Our Devil looks inside each of his colleagues and sees nothing but his own reflection. Perhaps he has existed entirely too long, and exhausted himself in the effort, admittedly futile, of prolonging the Romantic era into the postmechanical age. His malignant minders authorize a raid on his quarters, sealing him in his cave with the aforementioned “psychiatrist.” The Devil is reminded of times when he was in similar predicaments: chained to the bottom of a well, imprisoned inside a labyrinth, tied to a rock with vultures pecking his liver, paralyzed by John of Patmos, hurled into an abyss by Milton. But during all those ordeals he had been alone. He's never before had someone to talk to while he contemplates his singularity, certainly not some kind of demon head doctor. But that's progress, he sighs, and begins to talk.

He does admit that awakening the sleeping God could have unforeseen consequences; God is asleep and dreaming the universe and His anger at being awakened will be incalculable. If His dream is lost, so are all things. He asserts that his own attachment to humans, including Wakefield, is a whim, with no great echoes. If humans can choose their mates and companions, why can't he, a loner and a bachelor, whose infinite solitude could use a bit of solace? In addition, the Devil sees no reason whatsoever why waste, corruption, and confusion should be eliminated for the sake of efficiency! Humanity has for all its existence done what the universe has asked of it: it has multiplied, it has recorded, it has abstracted, it has slaved. They've earned their R and R, by Jove. Now let them play.

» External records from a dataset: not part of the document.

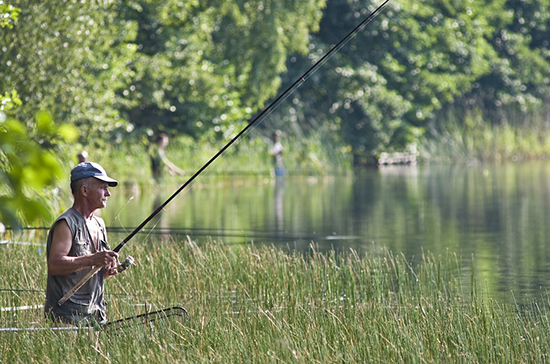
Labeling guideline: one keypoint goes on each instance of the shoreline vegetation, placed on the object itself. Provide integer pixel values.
(262, 304)
(455, 139)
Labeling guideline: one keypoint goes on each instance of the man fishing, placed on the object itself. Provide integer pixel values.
(77, 242)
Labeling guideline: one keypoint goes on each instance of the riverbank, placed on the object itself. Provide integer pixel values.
(262, 304)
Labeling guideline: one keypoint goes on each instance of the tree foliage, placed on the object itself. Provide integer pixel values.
(414, 61)
(205, 67)
(27, 154)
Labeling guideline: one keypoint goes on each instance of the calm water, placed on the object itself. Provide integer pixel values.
(496, 214)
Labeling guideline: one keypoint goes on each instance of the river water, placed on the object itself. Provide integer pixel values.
(493, 217)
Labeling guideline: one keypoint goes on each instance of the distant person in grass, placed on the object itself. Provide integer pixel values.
(159, 161)
(276, 152)
(76, 243)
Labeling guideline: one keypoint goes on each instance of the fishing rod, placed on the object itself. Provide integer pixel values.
(266, 112)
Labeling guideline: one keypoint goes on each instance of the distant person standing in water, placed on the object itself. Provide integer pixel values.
(82, 156)
(159, 161)
(276, 152)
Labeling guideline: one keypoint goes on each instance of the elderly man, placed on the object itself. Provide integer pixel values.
(77, 242)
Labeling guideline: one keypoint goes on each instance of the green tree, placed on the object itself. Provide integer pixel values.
(70, 58)
(414, 61)
(205, 67)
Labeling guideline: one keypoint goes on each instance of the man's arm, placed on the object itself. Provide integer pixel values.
(60, 263)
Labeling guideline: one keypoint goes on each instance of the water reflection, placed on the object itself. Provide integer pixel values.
(496, 214)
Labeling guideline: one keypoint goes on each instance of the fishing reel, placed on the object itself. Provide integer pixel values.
(129, 261)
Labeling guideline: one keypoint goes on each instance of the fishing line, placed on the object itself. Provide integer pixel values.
(266, 112)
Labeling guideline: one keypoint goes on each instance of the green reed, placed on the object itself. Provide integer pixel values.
(263, 304)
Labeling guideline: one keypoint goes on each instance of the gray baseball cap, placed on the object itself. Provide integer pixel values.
(91, 169)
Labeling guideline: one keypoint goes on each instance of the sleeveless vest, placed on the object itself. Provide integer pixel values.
(87, 303)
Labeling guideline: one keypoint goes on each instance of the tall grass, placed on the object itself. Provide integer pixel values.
(261, 304)
(466, 135)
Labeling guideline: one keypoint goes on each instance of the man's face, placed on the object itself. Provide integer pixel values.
(97, 193)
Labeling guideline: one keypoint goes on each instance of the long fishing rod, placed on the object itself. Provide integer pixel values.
(260, 116)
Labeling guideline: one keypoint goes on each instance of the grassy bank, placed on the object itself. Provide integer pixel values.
(260, 304)
(129, 160)
(463, 136)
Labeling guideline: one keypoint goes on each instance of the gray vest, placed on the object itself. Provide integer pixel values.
(87, 303)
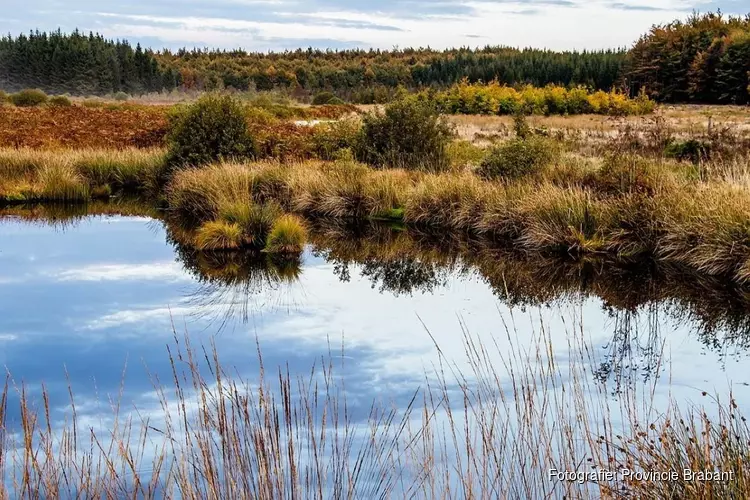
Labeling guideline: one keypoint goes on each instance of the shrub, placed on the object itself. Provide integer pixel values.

The Devil argues and berates the representative of the Dark Powers-That-Be. He would rather be actively participating in the long stretches of Wakefield's story he's been left out of, but he's currently a prisoner of his own kind. Of all things!

It's the usual evening hour for Wakefield to go to the bar, but he walks past it and no one hails him from the window. He can hear foghorns on the river; the quarter is blanketed in haze. There is a little café in an alley behind the cathedral, a mysterious place with a few tables outside and a dark, inviting interior. Two women are sitting at the bar chatting in French with the bartender. He's explaining that they should stay indoors tonight because this is the night of the swarming termites and the poisonous gas. Indeed, the moon is already obscured by clouds of flying insects.